Çocuklara verilen bu tür isimler yüce manalar taşırken, o mananın gereği olan terbiyeyi, imanı, ahlakı maalesef onlara veremiyoruz. Çünkü yaşadığımız sistem, çocukları değil; nefisleri, hazzı ve şiddeti büyütüyor. Akran zorbalığı, küçücük yaşlarda başlayan kibir ve öfke nöbetleri, ekranlardan taşan sahte hayatlar, sevgi yerine nefret aşılayan diziler… Bütün bunların hepsi kapitalist sistemin birer terbiyesizlik ürünü.

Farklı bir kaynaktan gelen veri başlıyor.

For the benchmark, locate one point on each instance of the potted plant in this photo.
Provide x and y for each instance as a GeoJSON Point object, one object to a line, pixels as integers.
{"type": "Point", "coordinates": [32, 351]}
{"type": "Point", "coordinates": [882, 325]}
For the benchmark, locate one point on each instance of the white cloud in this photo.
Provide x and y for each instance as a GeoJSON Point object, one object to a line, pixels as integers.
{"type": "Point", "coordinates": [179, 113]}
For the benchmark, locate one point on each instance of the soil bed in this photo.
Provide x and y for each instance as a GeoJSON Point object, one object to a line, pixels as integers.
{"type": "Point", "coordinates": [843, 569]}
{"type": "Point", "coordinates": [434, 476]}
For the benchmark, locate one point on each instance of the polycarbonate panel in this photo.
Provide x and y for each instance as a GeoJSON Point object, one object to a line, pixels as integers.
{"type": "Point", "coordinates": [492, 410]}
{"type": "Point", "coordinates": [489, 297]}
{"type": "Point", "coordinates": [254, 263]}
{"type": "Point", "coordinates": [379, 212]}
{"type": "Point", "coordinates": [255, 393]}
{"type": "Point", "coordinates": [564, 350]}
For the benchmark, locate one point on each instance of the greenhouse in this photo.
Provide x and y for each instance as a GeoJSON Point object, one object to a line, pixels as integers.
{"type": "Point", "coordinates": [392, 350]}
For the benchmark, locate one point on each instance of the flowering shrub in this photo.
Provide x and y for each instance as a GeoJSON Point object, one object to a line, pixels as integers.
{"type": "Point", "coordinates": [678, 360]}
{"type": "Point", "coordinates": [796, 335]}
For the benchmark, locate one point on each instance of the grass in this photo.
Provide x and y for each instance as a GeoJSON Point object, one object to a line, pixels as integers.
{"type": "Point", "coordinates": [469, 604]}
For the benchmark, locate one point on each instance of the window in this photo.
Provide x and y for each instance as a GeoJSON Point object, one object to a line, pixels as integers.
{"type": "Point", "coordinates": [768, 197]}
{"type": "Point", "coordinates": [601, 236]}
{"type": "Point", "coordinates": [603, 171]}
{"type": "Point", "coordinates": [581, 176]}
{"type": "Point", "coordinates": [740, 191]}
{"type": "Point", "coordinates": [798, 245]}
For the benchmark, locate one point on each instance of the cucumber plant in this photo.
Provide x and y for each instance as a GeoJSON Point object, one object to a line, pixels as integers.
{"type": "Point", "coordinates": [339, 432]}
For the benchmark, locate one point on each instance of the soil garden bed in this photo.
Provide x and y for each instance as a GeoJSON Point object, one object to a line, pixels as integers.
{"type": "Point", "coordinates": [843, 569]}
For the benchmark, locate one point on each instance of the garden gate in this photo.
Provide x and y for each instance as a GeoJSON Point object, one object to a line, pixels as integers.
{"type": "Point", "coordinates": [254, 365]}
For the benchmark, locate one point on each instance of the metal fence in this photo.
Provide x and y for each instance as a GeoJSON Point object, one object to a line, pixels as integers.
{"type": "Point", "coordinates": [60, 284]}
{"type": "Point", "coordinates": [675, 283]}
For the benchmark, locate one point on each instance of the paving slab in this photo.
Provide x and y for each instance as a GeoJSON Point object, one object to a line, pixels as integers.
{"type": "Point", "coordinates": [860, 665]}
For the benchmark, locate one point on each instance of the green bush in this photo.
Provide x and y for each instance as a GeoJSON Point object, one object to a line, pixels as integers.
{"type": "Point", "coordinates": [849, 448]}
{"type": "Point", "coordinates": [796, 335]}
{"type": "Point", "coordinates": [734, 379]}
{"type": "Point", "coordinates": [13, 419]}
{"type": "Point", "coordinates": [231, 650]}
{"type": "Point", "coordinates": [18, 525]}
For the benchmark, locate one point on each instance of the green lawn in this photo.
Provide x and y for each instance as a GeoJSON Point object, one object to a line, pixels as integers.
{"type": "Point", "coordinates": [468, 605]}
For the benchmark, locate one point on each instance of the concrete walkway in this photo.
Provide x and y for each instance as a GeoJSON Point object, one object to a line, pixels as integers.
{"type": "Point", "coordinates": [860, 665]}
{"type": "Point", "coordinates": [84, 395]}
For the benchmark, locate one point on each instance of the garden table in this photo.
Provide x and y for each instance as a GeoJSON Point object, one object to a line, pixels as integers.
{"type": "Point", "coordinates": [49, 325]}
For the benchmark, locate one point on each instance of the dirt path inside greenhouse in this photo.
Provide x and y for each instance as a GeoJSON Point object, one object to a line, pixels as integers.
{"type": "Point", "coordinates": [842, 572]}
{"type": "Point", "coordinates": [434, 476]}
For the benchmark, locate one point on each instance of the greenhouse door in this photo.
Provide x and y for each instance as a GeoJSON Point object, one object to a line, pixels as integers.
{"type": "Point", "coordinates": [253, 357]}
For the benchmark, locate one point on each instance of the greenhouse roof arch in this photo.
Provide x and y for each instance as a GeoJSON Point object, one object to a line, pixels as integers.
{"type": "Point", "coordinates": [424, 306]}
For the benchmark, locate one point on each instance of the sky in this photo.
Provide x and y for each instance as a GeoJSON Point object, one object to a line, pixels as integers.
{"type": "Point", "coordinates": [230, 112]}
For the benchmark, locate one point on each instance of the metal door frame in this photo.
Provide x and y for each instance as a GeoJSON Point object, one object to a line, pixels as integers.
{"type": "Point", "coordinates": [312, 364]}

Kapitalist eğitim sistemi; ahlaktan kopuk, aileler ise bu sistemin girdabında yorgun ve çaresiz. Bugün gençlerimiz birbirine şiddetle değil, merhametle yaklaşmayı unuttuysa; bu sadece onların suçu değil, onları yetiştiremeyen bir toplumun, İslamsız bir düzenin suçudur.
Hepimizin büyük derdi olan bu problemin çözümü okullarda, sosyal medyada veya kapitalizmin yamalı bohçaya dönmüş fasit düzeninde değildir. Çözüm, insanı ve toplumu yeniden Rabbine bağlayan bir nizamdadır. Adaletin, terbiyenin, merhametin temeli olan Hilafet Devleti yeniden kurulduğunda, ancak o zaman Hira adı gerçek manasıyla yeniden buluşur. İşte o zaman çocuklarımız sadece “güzel isimler” taşımaz isimlerin şerefine yakışır bir hayat da yaşar.